И сию же минуту он захотел, чтобы как можно скорее свершилась казнь, на которую он был обречен, мысль о ней и без того слишком долго мучила его и пугала много раз. В этот момент он лишь молился, чтобы его дух смог покинуть тело, как он множество раз делал это раньше. Тому были свои предпосылки, и теперь уж он знал, что вновь обрел свой дар.
Он развязал нашейный платок и завязал им глаза. Палач аккуратно надел на шею петлю. Хэтфилд пытался думать только о Христе, он словно бы побуждал собственный дух покинуть тело и воспарить высоко над землей, в последний раз, и теперь уж навсегда. Многие в толпе стали опускаться на колени, в особенности женщины. А затем он воспарил.
Он провисел в петле около часа, а затем веревку обрезали.
Хотя он и завещал, чтобы его похоронили в простом гробу, сообщалось, что гроб, в котором Хэтфилда увезли с места казни, все же был довольно изысканно украшен и невероятно красив.
Преподобный Марк так и не сумел получить разрешения, чтобы Хэтфилда похоронили на кладбище Бурга-на-Песках — месте захоронения королевских особ, — и его бренное тело было отправлено на кладбище Святой Марии, недалеко от Северных ворот, обычное прибежище всех преступников, приговоренных к смертной казни. Гроб опустили в могилу без всяких молитв: никто из священников не явился исполнить последний долг.

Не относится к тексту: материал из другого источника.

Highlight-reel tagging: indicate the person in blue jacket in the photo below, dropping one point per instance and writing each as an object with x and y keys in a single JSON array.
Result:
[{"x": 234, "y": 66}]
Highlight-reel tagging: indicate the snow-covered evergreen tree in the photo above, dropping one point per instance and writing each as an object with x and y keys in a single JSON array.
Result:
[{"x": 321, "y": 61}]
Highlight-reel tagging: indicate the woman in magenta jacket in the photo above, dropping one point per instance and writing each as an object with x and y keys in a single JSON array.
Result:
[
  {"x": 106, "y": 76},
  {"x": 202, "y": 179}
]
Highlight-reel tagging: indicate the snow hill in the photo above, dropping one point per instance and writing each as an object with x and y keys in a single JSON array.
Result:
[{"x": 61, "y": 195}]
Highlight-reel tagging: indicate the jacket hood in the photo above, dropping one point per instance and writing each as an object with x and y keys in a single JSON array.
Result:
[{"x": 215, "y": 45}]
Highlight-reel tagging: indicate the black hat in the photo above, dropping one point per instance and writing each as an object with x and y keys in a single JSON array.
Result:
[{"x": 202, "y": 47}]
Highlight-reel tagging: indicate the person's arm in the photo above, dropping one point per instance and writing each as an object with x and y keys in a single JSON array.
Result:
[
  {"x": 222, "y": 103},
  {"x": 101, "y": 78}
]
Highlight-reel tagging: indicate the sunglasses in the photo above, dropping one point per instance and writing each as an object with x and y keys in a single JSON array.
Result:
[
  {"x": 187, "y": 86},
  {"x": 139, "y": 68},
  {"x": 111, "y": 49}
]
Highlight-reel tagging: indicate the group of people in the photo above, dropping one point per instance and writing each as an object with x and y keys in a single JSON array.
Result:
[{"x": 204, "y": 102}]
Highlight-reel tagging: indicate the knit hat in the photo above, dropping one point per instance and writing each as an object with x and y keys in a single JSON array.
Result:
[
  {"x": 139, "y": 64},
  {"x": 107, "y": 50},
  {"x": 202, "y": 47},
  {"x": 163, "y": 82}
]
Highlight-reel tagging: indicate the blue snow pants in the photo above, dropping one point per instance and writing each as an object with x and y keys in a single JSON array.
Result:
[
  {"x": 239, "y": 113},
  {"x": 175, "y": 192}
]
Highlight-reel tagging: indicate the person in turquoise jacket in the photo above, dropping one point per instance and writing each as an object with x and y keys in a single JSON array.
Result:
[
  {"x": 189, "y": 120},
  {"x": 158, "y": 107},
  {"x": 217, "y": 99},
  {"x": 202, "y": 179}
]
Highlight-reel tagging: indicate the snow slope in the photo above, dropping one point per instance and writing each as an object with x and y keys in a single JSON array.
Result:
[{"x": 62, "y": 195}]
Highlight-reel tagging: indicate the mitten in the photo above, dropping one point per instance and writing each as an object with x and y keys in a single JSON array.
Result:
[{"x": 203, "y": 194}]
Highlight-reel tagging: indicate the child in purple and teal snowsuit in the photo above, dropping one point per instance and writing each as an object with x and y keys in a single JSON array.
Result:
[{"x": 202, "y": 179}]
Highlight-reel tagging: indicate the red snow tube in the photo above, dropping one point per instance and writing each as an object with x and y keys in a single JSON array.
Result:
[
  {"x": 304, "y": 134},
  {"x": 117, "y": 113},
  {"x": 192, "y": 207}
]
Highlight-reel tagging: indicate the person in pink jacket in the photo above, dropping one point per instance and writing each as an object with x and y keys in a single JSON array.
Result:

И только Энн Тайсон в полном одиночестве стояла в сторонке, наблюдая за похоронами. Случайно бросив взор на заходящее солнце, которое из ярко-алого теперь превратилось в малиновое, она увидела, как светило медленно опускается в море.
Четыре года спустя Мэри Робинсон вышла замуж за Ричарда Харрисона из Калдбека, от которого родила четверых детей. Калдбек, расположенный в северных высокогорьях, в то время представлял собой городок с населением чуть больше тысячи человек, как и Кесвик. Мэри жила в прекрасном сельском домике в Тодкрофте близ водопада Хаук. В течение своей последней болезни Мэри лечилась у доктора Лонсдейла, который утверждал, что «ее черты по-прежнему производят впечатление». Она по-прежнему была достаточно знаменита вплоть до самой смерти, о которой сообщалось в «Лондон эньюэл реджистер» 22 февраля 1837 года:
«Недавно в Калдбеке, Камберленд, скончалась Мэри, жена мистера Ричарда Харрисона, уроженца этого местечка. Эта добродетельная женщина в прошлом была широко известна, и многие ее называли Дева Баттермира или «Баттермирская Красавица».
Ее могила находится всего в нескольких милях на общественной земле, совсем недалеко от того места, где был написан этот роман.